Sorry I don't have experience with finnsheep.


----------



## parjackson (Aug 18, 2009)

Thanks for responding, anyway!  I went ahead and bought two.  One for a pet (she's too small to be bred) and the other for possible breeding in the future.  They will be arriving on Thursday evening and I am very excited!


----------



## big brown horse (Aug 18, 2009)

Congradulations!  Do you have photos yet?  I would love to see them!  I never regretted getting my two sheep.

Have fun!


----------



## Beekissed (Aug 18, 2009)

Aren't they the breed known for multiple births...like 3-4 lambs each time?  I've read they are great sheep for a homestead situation and good mothers.


----------



## parjackson (Aug 18, 2009)

Yes, they are known for multiples.  They have beautiful wool for handspinning, too.  

Here's the website (I hope the link works!)  My girls are at the very bottom  right side of the page (Thumbelina and the one right above her, ET#109)

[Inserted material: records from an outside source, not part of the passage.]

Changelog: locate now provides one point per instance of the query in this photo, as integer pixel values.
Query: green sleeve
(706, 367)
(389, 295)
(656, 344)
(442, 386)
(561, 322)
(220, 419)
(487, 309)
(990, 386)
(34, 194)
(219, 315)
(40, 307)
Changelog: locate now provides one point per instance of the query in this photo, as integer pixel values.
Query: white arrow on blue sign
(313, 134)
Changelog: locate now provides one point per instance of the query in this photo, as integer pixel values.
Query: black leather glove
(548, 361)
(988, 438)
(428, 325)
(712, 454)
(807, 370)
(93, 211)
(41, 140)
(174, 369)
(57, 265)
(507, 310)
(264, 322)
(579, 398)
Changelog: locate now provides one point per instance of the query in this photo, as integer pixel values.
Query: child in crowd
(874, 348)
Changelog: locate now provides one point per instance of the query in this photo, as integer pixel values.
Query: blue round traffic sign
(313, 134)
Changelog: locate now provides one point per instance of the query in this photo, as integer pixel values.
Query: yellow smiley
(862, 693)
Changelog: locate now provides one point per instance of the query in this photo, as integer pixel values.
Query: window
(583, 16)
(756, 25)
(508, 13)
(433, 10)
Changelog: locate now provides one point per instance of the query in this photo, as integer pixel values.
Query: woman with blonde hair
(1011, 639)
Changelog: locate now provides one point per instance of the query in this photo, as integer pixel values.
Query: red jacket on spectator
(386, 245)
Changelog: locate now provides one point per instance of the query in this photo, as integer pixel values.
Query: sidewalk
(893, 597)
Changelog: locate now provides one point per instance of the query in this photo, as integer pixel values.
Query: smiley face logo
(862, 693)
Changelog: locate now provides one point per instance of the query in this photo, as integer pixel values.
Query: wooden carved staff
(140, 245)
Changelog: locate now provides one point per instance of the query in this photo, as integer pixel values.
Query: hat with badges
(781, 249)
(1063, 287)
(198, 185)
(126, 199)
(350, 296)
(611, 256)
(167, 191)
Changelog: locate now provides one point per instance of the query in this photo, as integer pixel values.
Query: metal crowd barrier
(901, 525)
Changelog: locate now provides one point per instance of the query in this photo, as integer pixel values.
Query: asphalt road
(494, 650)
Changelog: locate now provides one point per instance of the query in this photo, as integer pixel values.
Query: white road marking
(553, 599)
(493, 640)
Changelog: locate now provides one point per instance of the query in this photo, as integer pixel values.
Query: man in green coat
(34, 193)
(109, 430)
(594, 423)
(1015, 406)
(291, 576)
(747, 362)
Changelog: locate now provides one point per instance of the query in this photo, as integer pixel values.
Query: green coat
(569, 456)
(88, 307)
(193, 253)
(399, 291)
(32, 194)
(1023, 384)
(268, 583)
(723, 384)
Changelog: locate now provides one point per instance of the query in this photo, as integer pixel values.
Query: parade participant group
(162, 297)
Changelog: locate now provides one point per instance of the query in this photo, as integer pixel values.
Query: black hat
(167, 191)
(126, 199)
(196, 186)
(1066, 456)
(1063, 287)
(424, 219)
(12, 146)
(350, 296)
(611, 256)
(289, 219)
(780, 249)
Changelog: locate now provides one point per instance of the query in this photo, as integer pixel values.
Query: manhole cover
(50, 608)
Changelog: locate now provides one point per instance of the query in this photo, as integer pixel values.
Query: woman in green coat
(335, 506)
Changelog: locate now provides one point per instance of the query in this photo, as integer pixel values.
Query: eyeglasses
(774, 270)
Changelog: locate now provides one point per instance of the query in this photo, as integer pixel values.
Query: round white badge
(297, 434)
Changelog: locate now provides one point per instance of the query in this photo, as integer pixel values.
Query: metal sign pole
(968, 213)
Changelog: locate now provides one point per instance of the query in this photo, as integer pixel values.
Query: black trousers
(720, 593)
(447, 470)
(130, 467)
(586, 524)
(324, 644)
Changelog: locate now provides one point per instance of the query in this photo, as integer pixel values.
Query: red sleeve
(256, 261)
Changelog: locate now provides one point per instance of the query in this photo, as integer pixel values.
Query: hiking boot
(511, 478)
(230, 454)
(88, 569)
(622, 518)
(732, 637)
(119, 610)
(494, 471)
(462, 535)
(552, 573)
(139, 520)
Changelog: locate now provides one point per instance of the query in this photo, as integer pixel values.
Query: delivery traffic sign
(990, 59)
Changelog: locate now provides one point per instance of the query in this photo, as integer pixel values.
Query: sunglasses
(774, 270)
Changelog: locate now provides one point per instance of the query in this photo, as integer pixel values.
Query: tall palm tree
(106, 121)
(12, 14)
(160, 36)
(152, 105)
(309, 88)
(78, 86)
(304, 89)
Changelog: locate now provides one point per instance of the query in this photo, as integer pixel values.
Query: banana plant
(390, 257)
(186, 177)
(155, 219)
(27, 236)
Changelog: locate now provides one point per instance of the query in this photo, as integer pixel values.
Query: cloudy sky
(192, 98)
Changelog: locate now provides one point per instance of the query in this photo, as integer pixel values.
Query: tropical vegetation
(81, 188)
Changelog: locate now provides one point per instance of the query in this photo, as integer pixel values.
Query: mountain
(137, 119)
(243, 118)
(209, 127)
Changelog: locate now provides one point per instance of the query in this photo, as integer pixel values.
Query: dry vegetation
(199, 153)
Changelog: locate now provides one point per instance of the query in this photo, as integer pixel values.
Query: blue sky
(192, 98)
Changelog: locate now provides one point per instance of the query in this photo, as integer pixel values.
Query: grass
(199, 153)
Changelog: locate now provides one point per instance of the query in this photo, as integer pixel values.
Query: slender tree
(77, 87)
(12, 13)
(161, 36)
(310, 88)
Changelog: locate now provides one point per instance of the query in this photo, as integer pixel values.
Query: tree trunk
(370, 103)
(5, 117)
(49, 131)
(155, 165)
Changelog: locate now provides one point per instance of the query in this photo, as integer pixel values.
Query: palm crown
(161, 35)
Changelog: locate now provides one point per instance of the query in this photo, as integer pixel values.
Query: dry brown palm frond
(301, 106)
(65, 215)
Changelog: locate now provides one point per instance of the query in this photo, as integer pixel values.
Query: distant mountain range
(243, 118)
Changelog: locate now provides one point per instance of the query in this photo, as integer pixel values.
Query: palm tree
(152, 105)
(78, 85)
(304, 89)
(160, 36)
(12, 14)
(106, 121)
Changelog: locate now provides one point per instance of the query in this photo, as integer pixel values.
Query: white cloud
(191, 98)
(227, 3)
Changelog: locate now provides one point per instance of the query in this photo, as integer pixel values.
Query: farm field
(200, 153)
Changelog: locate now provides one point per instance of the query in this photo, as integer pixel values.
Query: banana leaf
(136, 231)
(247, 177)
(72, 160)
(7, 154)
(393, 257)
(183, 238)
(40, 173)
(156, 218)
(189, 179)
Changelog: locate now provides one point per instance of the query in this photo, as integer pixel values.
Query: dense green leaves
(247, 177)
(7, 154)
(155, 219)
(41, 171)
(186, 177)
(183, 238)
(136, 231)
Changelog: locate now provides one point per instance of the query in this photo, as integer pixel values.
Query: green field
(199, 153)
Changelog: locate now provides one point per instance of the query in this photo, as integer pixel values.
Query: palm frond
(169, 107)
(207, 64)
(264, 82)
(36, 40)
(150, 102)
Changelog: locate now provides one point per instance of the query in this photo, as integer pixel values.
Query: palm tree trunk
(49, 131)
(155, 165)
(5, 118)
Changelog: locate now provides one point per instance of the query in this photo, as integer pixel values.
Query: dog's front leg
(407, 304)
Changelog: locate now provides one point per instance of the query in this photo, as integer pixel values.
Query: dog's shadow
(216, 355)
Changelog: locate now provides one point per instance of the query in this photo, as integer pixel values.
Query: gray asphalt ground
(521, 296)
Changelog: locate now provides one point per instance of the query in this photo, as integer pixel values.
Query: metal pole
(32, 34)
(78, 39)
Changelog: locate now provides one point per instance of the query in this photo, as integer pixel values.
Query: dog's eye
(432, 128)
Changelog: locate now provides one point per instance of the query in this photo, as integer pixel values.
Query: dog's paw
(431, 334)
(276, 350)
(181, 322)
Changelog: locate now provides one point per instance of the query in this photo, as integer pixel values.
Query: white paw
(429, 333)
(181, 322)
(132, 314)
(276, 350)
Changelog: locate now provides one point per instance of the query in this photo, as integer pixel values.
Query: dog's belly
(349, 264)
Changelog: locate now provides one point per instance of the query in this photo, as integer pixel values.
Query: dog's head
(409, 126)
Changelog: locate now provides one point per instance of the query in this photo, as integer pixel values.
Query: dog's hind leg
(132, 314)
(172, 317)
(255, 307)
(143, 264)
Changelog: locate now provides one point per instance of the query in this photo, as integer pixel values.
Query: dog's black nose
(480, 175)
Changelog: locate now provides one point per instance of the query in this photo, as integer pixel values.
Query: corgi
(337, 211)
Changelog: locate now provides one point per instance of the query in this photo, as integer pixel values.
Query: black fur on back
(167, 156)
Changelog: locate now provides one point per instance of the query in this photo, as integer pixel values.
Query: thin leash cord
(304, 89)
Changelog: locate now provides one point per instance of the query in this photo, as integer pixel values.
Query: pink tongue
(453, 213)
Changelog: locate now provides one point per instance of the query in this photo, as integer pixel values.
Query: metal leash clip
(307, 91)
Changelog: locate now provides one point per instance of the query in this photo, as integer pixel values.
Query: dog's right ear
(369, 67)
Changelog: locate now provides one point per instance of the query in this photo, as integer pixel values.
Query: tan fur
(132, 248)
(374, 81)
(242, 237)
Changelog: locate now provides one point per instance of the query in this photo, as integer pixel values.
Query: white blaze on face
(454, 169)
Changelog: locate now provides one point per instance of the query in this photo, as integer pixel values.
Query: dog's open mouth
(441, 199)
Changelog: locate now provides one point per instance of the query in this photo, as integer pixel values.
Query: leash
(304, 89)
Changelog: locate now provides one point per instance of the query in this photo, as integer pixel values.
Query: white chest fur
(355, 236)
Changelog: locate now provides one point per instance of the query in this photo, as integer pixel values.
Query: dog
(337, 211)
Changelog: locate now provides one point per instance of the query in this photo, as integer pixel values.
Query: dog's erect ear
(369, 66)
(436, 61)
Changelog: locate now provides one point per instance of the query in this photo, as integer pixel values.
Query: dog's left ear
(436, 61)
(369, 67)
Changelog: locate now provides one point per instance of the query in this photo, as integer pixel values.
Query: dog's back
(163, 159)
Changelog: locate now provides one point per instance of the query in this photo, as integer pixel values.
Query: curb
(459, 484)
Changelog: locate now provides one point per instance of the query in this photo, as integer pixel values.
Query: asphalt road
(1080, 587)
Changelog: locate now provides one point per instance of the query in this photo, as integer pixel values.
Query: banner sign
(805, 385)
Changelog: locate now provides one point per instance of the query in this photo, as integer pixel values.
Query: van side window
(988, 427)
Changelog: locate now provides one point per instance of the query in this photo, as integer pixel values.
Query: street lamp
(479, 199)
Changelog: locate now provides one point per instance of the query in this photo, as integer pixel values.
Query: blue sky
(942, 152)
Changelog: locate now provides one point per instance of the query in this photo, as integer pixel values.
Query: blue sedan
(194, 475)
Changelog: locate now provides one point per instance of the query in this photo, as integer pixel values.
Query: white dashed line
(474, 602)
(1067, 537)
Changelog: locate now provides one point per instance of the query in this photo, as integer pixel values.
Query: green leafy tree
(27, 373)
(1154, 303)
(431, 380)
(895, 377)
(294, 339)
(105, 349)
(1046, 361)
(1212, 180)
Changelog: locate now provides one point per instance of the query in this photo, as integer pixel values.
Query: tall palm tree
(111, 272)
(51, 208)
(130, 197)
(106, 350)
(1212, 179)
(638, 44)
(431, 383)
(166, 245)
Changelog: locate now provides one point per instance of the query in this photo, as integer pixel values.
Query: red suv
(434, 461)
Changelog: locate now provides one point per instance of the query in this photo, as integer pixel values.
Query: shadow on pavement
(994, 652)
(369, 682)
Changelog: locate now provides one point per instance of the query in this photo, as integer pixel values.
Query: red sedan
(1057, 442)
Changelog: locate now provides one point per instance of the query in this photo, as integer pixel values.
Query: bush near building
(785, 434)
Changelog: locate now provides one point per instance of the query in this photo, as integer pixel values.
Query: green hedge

The best part is that the breeder is only about 20 minutes from my house and she has promised all kinds of help if we need it (Thumbelina was her "baby", so she wants to keep tabs on her )  

http://www.eldoradofinns.com/LAMBS.html

Tell me what you think!


----------



## big brown horse (Aug 18, 2009)

Thumbelina is soo cute!!  I love her hourglass blaze on her face.  She is adorable!


----------



## parjackson (Aug 19, 2009)

Thank you!  I am so excited.  Now I just have to get through the next 31 hours!


----------



## username taken (Aug 19, 2009)

highly fertile, and highly fecund. 

yes, you will have big litters, and I dont mean just 3 - 4.  5 and 6 is common also. The most I ever had was 7.


----------



## parjackson (Aug 20, 2009)

Seven?!!! Oh my goodness!  Maybe we won't breed the white one when she's old enough...two is a nice number.   


11 more hours!  keeping busy all day (which is not hard for me to do - 5 children age 6 and under)


----------



## jhm47 (Aug 20, 2009)

Finns are pretty good sheep.  If you cross them with a "meat" breed, like Hampshire of Suffolk, you will get nice, meaty lambs.  However, I read that you feel that you don't need to dock tails on them.  If we tried that here, we'd have a terrible maggot infestation.  If you've never seen a maggot infestation in sheep, you're lucky.  It's a terrible, cruel, and often fatal condition.  If I were you, and you get some lambs, I'd be sure to dock their tails.

I've been out of the sheep business for several years now (since our last child graduated from 4-H), but still have fond memories of sheep.  We raised Columbias and showed them extensively.


----------



## Freeholder (Nov 21, 2009)

Finnsheep are one of the short-tailed breeds, and don't need docked (others that I know of are Shetlands, Icelandics, and Romanovs).  I've had Shetland and crosses, and hope to either get some more Shetlands someday, or some Icelandics.

Kathleen


----------



## big brown horse (Nov 21, 2009)

Hi Kathleen!  Welcome to the herd!


----------



## bibliophile birds (Nov 24, 2009)

ok, gotta have some of these. my list of MUST HAVES is getting a tad long... must. stop. getting. on. these. forums!


----------